シャワーを浴びて着替えたところで、まるでタイミングを見計らったかのようにドアがノックされた。
きっと不二くんだ。
待たせてはいけないと急いでドアを開けると、そこには予想通り不二くんが立っていた。


「やあ。夕食の時間まで少し話さない?」

「うん、勿論。私も誘いに行こうと思ってたとこだから」

「そう?良かった」

「入って入って」


不二くんを室内に招き入れてドアを閉める。
彼が側を通ったとき、シャンプーの良い香りがしたから、やはり彼もシャワーを浴びていたようだ。


「へえ…やっぱりボクの部屋と同じなんだね」


不二くんが軽く室内を見回して感想を漏らす。


「うん、内装は皆同じなんだって。あ、テレビがある部屋もあるけど」

「そうなんだ。でも旅先まで来てテレビっていうのもね」


そうだよねと同意しながら不二くんにベッドを進める。
椅子がないため、二つのベッドにそれぞれ腰を下ろし、向かい合うように座った。

ベッドしかない部屋に二人きりでいても、あまり気まずい感じはしない。
たぶん不二くんがいつもと変わらず自然体でいるからだろう。
勝手に意識して勝手にあわあわしていた自分を穴に埋めたくなった。


「スキー楽しかったね」

「そうだね。家族と滑るのもいいけど、今日はなまえちゃんと一緒だったからもっと楽しかったよ」

「私も。不二くんと一緒に滑れて凄く楽しかった。張り切ってはしゃぎすぎたからちょっと疲れちゃったけど」

「そう?ボクはまだまだ平気だよ」

「不二くんと私じゃ体力が全然違うもん」

「うん、そうだね」


不二くんがクスッと笑う。
彼の細いけれどもしっかり筋肉がついたしなやかで強靭な肉体は、継続してスポーツをしている証だ。


「やっぱりテニス部の練習ってキツかった?」

「うーん…どうだろう。
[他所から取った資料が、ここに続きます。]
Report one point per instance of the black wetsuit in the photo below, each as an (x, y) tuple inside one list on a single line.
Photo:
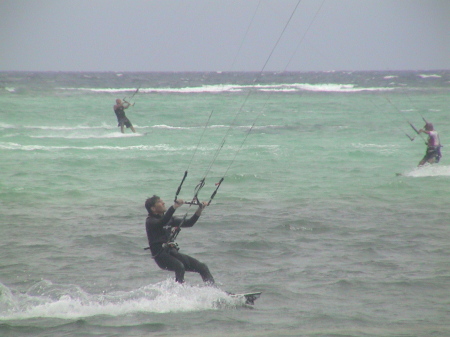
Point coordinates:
[(166, 254), (121, 118)]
真夏なんかは大変だったけど、より高みに近づいてるっていう高揚感や充実感があったから、それほど辛いと感じた事はないかな」

「へえ…凄いね不二くん」

「そんなことないよ。皆同じメニューをこなしてたんだからね」


不二くんは少し懐かしそうな顔で笑った。

彼のかつてのチームメイトは、今ではそれぞれの道を歩んでいる。

手塚くんや越前くんは世界を股にかけるプロテニスプレイヤーとして活躍しているから私もテレビなどで見た事があるけれど、彼らからはやっぱりどことなく不二くんに繋がるものが感じられた。
それはテニスというスポーツを通して彼らが培ってきた自信だとか情熱だとか、きっとそういうものなんだと思う。

今は離れて別々に生きていても、彼らの心は尊い絆で結ばれているのだろう。